CIV 3° 4 février 2016, n° 15 – 11 140 FS-P+B
INTÉRÊT POUR L’AGENT IMMOBILIER :
Nous savons que l’acquéreur d’un terrain à bâtir ne bénéficie pas du droit de rétractation.
Mais qu’en est il de l’acquéreur qui conditionne son achat à l’obtention d’un permis de construire : il n’achète pas un terrain, mais le support de sa future maison – droit de rétractation ou pas.
La question est d’importance, car d’un côté, il ne faut pas louper le droit de l’acquéreur (responsabilité vis-à-vis de l’acquéreur) et de l’autre, il ne faut pas ouvrir un droit qui n’existerait pas (responsabilité vis-à-vis du vendeur).
FAITS
Signature d’une promesse unilatérale de vente portant sur un terrain à bâtir.
La promesse a été conclue sous la condition suspensive de l’obtention par les acquéreurs d’un permis de construire permettant la construction d’une maison à usage d’habitation.
La vente n’a pas été réalisée, et les acquéreurs n’ont donné aucune justification sur l’obtention ou non du permis de construire (dépôt de la demande, décision ?)
La société vendeur a assigné les acquéreurs en paiement de l’indemnité d’immobilisation ;
Les acquéreurs ont soutenu que la promesse unilatérale de vente était nulle : elle n’a pas été notifiée et leur droit de rétractation n’a jamais commencé à courir (art L 271-1 du CCH)
La Cour d’appel de PARIS a fait droit à cette demande et a prononcé la nullité de la promesse unilatérale de vente.
DÉCISION
Raisonnement du juge du fond :
La stipulation d’une condition suspensive relative à l’obtention d’un permis de construire en vue de la construction d’une maison d’habitation IMPLIQUE la volonté des époux acquéreurs de construire une maison d’habitation.
Donc, les époux acquéreurs, non professionnels, doivent bénéficier de la rétractation ouverte par l’article L 271 – 1 du CCH
C’est un peu logique : l’opération maison + construction + emprunt établi un ensemble contractuel complet dont la finalité est la construction d’un logement.
Cassation :
« Attendu que, pour déclarer nulle la promesse unilatérale, l’arrêt retient que la volonté des acquéreurs de construire une maison à usage d’habitation était certaine lors de la conclusion de la promesse et était entrée dans le champ contractuel et qu’il se déduit de ces éléments que le droit de rétractation prévu par les dispositions légales était applicable ;
« Qu’en statuant ainsi, alors que la promesse ne portait que sur la vente d’un terrain à bâtir et que la faculté de rétractation prévue par l’article L 271 – 1 … ne concerne que les actes ayant pour objet la construction et l’acquisition d’un immeuble à usage d’habitation, la cour d’appel a violé le texte ci-dessus visé. »
NEXICONSEIL :
Cette décision laisse le professionnel sur sa faim !
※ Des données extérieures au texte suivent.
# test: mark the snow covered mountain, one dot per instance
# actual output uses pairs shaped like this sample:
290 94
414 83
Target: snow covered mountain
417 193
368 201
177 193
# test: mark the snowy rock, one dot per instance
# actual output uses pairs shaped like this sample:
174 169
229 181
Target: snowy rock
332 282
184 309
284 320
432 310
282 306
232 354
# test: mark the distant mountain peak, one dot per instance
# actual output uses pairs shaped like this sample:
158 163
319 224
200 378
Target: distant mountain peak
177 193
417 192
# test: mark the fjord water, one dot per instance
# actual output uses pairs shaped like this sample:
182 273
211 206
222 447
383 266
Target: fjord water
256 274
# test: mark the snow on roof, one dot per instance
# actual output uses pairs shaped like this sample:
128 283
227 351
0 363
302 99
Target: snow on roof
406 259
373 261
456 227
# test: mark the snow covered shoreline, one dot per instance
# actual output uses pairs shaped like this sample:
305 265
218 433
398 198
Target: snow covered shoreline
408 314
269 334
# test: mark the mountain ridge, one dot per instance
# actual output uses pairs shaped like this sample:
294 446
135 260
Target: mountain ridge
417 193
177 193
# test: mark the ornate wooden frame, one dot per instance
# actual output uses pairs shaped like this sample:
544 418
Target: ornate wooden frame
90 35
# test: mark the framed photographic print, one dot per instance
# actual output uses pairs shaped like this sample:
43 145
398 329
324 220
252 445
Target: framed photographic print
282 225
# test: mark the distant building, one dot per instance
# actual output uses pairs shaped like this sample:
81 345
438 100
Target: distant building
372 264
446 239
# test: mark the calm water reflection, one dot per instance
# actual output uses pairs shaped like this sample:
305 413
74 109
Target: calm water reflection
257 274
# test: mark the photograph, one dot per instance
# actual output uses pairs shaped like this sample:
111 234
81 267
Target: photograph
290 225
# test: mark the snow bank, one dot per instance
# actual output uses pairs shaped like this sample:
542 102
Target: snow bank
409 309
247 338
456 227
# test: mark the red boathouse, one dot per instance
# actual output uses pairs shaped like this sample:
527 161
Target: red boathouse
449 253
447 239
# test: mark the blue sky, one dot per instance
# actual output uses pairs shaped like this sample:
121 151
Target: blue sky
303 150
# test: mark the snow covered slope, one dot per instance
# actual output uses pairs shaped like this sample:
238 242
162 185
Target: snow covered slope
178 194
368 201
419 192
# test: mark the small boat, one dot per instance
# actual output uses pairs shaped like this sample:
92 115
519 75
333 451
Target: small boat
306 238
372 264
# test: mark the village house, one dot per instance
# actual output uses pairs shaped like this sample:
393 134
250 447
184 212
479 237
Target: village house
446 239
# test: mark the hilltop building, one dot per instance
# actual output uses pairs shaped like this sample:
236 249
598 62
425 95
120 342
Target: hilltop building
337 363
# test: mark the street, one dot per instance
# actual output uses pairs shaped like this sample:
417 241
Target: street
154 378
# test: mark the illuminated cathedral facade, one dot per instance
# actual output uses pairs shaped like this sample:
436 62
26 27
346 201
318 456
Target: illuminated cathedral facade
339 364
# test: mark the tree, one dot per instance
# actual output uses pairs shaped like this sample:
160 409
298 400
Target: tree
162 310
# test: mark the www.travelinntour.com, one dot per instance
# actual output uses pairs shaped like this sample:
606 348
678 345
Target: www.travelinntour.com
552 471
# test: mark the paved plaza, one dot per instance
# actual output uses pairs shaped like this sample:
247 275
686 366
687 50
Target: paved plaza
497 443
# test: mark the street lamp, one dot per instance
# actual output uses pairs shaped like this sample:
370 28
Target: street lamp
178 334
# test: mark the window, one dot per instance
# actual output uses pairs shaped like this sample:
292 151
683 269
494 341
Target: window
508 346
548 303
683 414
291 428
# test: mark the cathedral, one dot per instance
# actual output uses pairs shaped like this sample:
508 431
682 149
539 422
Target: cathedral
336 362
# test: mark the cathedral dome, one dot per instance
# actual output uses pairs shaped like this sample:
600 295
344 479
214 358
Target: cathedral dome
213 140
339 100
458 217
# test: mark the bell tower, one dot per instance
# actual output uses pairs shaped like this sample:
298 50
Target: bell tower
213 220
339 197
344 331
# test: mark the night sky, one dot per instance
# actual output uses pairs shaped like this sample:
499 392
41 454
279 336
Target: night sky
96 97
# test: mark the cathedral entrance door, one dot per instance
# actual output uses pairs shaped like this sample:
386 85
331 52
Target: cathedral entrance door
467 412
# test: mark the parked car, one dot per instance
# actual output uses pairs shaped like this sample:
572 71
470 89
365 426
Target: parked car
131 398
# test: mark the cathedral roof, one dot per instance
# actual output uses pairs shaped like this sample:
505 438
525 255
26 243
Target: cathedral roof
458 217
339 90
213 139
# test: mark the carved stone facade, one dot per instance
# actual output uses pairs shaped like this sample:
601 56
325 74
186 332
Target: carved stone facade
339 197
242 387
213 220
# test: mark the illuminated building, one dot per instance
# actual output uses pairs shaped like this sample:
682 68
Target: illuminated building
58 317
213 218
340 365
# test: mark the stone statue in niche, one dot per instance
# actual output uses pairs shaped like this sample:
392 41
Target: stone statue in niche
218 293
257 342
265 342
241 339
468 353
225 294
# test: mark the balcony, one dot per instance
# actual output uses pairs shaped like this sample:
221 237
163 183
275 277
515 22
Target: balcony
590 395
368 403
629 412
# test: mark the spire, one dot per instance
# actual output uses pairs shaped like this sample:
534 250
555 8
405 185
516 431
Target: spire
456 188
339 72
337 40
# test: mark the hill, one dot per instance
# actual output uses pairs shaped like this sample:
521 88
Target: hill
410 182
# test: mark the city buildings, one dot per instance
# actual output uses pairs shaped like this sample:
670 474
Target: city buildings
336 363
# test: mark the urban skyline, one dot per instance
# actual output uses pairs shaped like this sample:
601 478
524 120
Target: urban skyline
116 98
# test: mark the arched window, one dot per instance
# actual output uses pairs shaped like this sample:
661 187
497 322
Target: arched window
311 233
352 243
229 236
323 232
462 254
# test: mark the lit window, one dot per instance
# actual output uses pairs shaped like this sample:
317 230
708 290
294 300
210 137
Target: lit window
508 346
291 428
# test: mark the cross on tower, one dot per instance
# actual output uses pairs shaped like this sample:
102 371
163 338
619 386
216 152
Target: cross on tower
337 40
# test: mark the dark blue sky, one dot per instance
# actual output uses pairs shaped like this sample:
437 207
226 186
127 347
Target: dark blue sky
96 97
Reprenons le texte de l’article L 271 – 1 du CCH : « … pour tout acte ayant pour objet la construction ou l’acquisition d’un immeuble à usage d’habitation, la souscription de parts donnant vocation à l’attribution en jouissance ou en propriété d’immeuble d’habitation, ou la vente d’immeubles à construire, ou de location-accession à la propriété immobilière, l’acquéreur non professionnel peut se rétracter dans un délai de 10 jours à compter du lendemain de la première présentation de la lettre lui notifiant l’acte ».
L’arrêt tranche le débat sur la prise en compte de l’intention future de l’acquéreur quant à l’utilisation du terrain à bâtir.
Ici l’avant contrat portant sur le terrain à bâtir n’entrerait pas dans le champ contractuel de l’édification d’une maison à usage d’habitation faite par un non professionnel, et ce quand bien même l’intention est contractualisée !
L’acquéreur est tout de même protégé :
Délai de réflexion loi Scrivner II pour le prêt
Délai de rétractation article L 442-8 du code de l’urbanisme en matière de lotissement
Attention : ne pourrait on pas considérer que l’élément déterminant conditionnant l’application du délai de rétraction tiendrait à la destination du bien telle qu’elle existe au jour de la conclusion de l’avant contrat (qualités intrinsèques du bien), sans la prise en compte des intentions de l’acquéreur quant à l’usage futur du bien immobilier ?
* Vente d’un terrain dont la constructibilité n’est pas assurée : pas de délai de rétractation
* Vente d’un terrain dont la constructibilité est assurée : délai de rétractation.